子供が出席出来るパーティの中でも規模が大きいし、爵位が同じだからトラブルも滅多に無いから丁度いいデビュー戦よ。
公爵家と侯爵家は人数が少ないから5つある公爵家が持ち回りでパーティを開催しているの。騎士爵は一代限りや平民に近い家もあるから社交をするかは各家に任されているわ。
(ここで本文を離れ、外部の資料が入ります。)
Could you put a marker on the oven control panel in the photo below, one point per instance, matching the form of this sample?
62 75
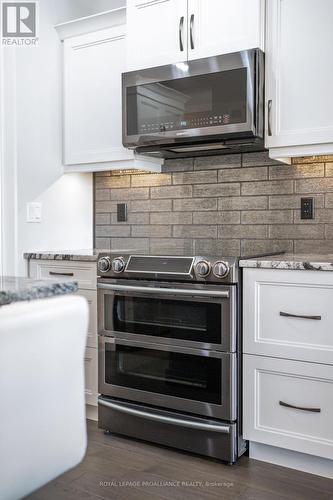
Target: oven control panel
177 268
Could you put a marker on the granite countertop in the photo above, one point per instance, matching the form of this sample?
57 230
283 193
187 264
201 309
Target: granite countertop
16 289
300 262
83 254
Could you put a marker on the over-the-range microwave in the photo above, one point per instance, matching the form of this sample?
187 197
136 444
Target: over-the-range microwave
207 106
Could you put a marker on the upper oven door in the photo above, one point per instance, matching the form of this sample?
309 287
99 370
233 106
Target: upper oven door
202 316
216 96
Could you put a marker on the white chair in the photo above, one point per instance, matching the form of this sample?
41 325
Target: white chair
42 406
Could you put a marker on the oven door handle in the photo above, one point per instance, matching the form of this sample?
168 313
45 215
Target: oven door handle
225 429
165 291
113 342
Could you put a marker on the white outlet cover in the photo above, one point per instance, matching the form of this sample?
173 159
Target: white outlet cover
34 212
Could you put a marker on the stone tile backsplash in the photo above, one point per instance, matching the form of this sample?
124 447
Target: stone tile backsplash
218 205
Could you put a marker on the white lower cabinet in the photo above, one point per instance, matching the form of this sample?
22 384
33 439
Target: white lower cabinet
289 404
85 274
289 314
288 363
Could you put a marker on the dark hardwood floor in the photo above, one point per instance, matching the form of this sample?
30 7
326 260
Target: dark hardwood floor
119 468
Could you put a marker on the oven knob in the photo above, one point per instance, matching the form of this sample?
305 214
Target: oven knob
118 265
104 264
221 269
202 268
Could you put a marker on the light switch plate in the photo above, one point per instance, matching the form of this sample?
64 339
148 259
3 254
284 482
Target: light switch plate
34 212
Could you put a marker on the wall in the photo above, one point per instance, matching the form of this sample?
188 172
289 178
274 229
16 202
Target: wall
218 205
31 157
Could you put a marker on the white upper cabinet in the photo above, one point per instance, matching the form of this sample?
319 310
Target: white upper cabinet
223 26
156 32
299 77
92 104
169 31
93 64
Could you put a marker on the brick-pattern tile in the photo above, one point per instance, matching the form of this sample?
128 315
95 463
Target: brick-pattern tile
216 217
243 231
267 217
114 230
182 165
113 181
297 231
150 180
213 190
281 202
151 231
171 192
254 247
151 206
298 171
269 187
102 219
195 204
243 174
129 194
171 218
193 231
243 203
171 246
218 205
217 247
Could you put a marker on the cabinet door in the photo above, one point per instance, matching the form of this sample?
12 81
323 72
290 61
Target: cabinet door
222 26
299 72
93 64
156 32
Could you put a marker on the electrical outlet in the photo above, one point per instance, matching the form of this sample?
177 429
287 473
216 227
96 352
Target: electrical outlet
34 212
307 208
121 212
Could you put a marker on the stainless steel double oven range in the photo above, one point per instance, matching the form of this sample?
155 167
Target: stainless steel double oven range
169 351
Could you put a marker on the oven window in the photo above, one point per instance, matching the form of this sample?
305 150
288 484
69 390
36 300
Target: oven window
169 373
194 102
175 319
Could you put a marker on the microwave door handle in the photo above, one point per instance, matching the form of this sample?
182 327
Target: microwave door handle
191 31
181 28
269 113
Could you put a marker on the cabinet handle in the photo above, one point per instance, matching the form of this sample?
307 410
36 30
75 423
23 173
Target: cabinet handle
269 112
191 31
181 26
289 315
54 273
287 405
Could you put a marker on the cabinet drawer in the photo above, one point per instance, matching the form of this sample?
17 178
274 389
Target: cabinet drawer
90 366
84 273
91 296
289 314
272 384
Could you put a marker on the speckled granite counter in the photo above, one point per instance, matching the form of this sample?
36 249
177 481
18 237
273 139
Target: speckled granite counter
16 289
85 254
291 261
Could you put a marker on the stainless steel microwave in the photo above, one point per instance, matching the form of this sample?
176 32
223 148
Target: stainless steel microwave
207 106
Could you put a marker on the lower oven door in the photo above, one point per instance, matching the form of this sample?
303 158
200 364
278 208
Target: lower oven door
195 381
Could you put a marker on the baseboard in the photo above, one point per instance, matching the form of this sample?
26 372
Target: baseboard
292 459
92 412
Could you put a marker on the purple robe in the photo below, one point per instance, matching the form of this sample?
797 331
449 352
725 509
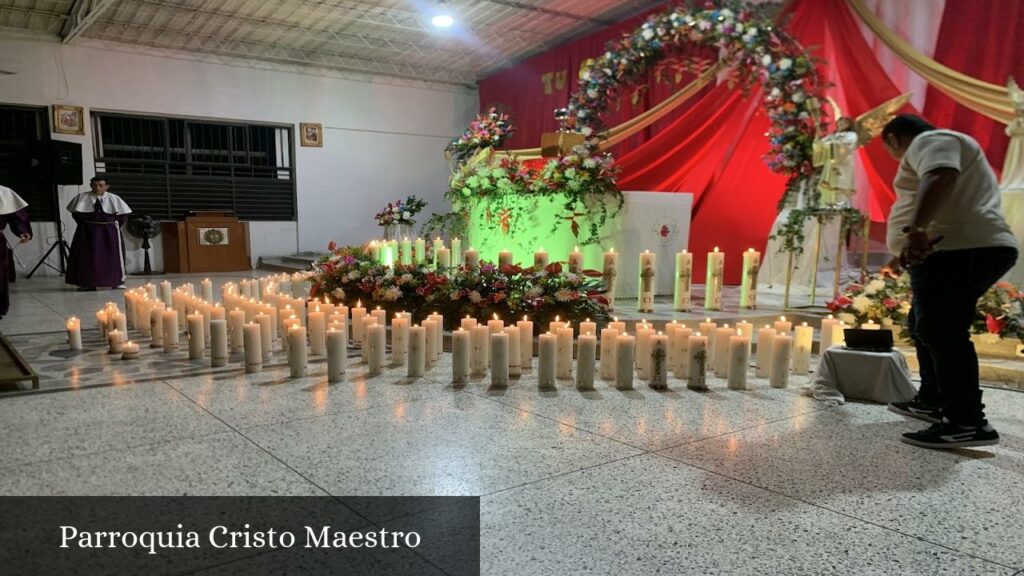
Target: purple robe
97 250
18 222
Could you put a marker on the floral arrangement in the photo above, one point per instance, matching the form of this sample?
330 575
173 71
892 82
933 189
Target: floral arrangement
999 311
489 129
348 275
400 211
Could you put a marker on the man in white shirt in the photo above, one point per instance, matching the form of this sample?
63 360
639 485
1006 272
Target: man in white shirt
947 229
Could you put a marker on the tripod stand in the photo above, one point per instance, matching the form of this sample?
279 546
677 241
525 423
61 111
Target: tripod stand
59 244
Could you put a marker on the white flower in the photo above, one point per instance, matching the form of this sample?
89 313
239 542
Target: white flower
861 303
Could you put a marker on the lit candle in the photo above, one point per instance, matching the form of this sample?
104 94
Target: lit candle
253 341
197 339
713 284
658 362
684 281
803 341
218 342
548 350
625 350
739 360
75 333
499 360
765 337
586 361
418 351
608 339
645 295
609 273
297 353
781 346
337 355
576 260
749 286
460 356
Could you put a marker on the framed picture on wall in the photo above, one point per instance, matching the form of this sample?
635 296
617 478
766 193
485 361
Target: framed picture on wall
311 134
69 119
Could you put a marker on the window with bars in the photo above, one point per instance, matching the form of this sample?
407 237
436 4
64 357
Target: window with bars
166 167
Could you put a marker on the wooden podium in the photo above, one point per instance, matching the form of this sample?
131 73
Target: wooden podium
206 242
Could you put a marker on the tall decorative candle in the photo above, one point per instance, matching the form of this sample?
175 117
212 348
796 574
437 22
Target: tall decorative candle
749 286
609 273
645 294
460 357
781 346
715 277
548 351
684 281
253 342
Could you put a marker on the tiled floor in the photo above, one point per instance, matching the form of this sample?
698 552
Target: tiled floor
605 482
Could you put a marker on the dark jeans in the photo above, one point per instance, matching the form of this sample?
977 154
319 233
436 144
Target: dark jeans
946 287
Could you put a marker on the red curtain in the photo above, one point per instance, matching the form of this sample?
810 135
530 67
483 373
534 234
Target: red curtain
982 40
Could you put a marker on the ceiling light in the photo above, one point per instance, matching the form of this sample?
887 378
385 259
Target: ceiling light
442 21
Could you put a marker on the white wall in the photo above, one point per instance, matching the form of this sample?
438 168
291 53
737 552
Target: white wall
381 140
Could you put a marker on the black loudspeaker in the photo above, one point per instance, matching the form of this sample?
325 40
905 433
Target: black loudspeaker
66 162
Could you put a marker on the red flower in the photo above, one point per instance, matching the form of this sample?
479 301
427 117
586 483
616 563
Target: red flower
994 325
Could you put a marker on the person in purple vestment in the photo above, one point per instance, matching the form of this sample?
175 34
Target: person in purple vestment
97 249
12 213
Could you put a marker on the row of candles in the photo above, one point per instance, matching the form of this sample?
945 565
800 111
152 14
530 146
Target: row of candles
408 251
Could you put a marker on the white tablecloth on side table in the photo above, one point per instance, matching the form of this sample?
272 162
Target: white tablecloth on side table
872 376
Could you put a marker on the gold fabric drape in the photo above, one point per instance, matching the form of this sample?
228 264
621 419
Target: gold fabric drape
634 125
983 97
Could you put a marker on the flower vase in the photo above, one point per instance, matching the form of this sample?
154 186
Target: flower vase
399 232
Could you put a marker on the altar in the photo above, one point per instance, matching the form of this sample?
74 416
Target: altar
655 221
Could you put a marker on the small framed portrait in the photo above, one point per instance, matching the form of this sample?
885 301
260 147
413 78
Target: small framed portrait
69 119
311 134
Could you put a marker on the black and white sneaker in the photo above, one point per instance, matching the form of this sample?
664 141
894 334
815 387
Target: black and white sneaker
947 436
915 409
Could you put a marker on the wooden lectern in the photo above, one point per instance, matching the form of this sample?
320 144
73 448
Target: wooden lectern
207 242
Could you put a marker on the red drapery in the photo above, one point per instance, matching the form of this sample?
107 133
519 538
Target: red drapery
982 40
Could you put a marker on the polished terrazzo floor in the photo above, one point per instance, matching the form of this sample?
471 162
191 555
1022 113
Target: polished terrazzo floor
605 482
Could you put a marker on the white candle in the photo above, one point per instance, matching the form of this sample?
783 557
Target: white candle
499 360
563 364
378 345
218 342
715 277
418 351
170 325
645 294
696 373
749 286
609 274
115 338
608 339
460 356
625 350
576 260
765 337
739 359
658 362
253 341
197 339
297 353
548 351
586 361
515 357
781 346
478 356
684 281
337 355
802 355
74 333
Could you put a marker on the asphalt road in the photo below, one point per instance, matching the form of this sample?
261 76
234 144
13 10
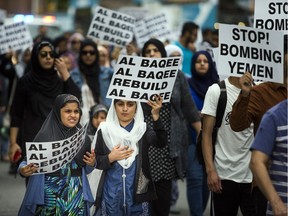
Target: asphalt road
12 191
「両親について挨拶に回るのよね・・・面倒だわ。どうせ婿の売り込みばかりよ」
「リリ・・・少しは夢を見ましょう?」
「見ないわよ。私は学園に入ってから婚約者を決めるもの」
「そうなの?」
「ええ。だって顔と家柄だけ良くて馬鹿だったらどうするの?」
「ふふ、リリったらハッキリ言い過ぎよ」
「そういうティナは婚約者はどうするの?」
「私もまだいいかな。従姉妹が学園に入ってから婚約者の態度が変わったとか言ってたし」
「親の目のない所に同年代の男女を集めたら本性が出るのね。参考になるわ」
「もう、リリったら!」
クリスティナとのお喋りを楽しんでいると人がかなり増えた。伯爵家だけとはいえ思ったより人が多い。学園入学前の令息令嬢も結構来ているのかしら?
そろそろ挨拶に回ると言う両親達と共に席を立つ。
淑女の仮面をかぶり婿の売り込みを当たり障りなくかわしつつ挨拶をして回る。ティナとお喋りしている方が楽しいわ・・・暑さで気分が悪い事にして帰っちゃおうかしら?